In that case, it’s an A40 which wants three windows of sizes 16M,64G,32M

Thanks for the answer, but that tells me that the card wants 3 blocks of memory but how could I see it before i brought the card?

I have now removed the A10 card and placed a A5000 card.
removed and reinstalled Nvidia-driver-525
and now nvidia-smi returns nice answer.
How can it be that a A10 card has other requirements, they are both 24Gb cards.
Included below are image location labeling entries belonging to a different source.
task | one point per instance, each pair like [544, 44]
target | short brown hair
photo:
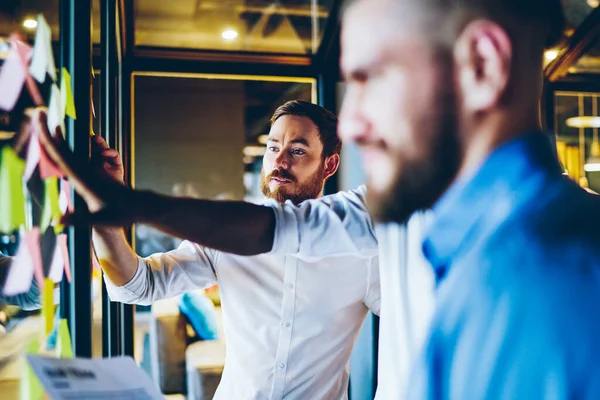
[324, 120]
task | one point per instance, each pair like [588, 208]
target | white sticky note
[12, 78]
[20, 273]
[56, 110]
[43, 58]
[33, 155]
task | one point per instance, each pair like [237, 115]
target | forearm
[118, 261]
[229, 226]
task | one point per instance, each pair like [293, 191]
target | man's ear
[483, 56]
[331, 165]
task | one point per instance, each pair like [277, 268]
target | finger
[110, 153]
[63, 157]
[100, 218]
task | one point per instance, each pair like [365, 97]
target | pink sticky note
[61, 242]
[33, 155]
[32, 239]
[25, 52]
[20, 273]
[47, 167]
[57, 267]
[64, 201]
[12, 78]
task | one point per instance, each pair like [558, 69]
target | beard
[418, 182]
[310, 189]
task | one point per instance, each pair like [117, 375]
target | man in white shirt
[290, 318]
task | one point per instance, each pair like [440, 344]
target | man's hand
[109, 201]
[106, 160]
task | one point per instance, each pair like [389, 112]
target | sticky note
[25, 52]
[57, 265]
[51, 212]
[43, 59]
[65, 201]
[20, 274]
[33, 155]
[12, 78]
[12, 198]
[48, 305]
[32, 240]
[56, 110]
[30, 387]
[64, 349]
[61, 242]
[67, 93]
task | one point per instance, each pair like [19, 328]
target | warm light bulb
[30, 23]
[229, 34]
[550, 55]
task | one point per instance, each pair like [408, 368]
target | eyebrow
[299, 141]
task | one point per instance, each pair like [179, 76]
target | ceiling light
[229, 34]
[583, 122]
[263, 139]
[254, 151]
[30, 23]
[550, 55]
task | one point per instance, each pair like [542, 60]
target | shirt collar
[459, 213]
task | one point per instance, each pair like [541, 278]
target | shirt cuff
[131, 289]
[286, 239]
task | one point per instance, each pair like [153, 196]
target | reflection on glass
[288, 26]
[577, 123]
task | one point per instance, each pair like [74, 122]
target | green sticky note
[12, 199]
[67, 93]
[51, 212]
[48, 306]
[30, 387]
[64, 349]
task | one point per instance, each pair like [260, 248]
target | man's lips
[280, 181]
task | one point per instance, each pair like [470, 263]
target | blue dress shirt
[516, 253]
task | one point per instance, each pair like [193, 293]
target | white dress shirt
[407, 303]
[291, 316]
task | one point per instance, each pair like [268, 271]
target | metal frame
[76, 57]
[111, 345]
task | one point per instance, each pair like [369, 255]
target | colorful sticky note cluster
[30, 387]
[12, 198]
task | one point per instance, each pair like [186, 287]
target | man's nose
[282, 161]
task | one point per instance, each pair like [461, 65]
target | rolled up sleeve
[335, 225]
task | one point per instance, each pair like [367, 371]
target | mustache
[281, 174]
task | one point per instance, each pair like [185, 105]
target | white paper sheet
[117, 378]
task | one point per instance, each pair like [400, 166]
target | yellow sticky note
[12, 199]
[30, 386]
[64, 349]
[51, 212]
[67, 93]
[48, 306]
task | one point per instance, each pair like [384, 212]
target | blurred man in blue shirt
[442, 99]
GT1030, RTX A5000 are graphics devices, A10 is a compute device.
Tesla style compute devices always had that requirement, they want to map their full memory into cpu address space.
There are also special Teslas which only want 256MB BAR1, but those probably have a special vbios, IDK.
Then there are newer hybrid devices which are switchable using the display mode switcher. The A10 is not.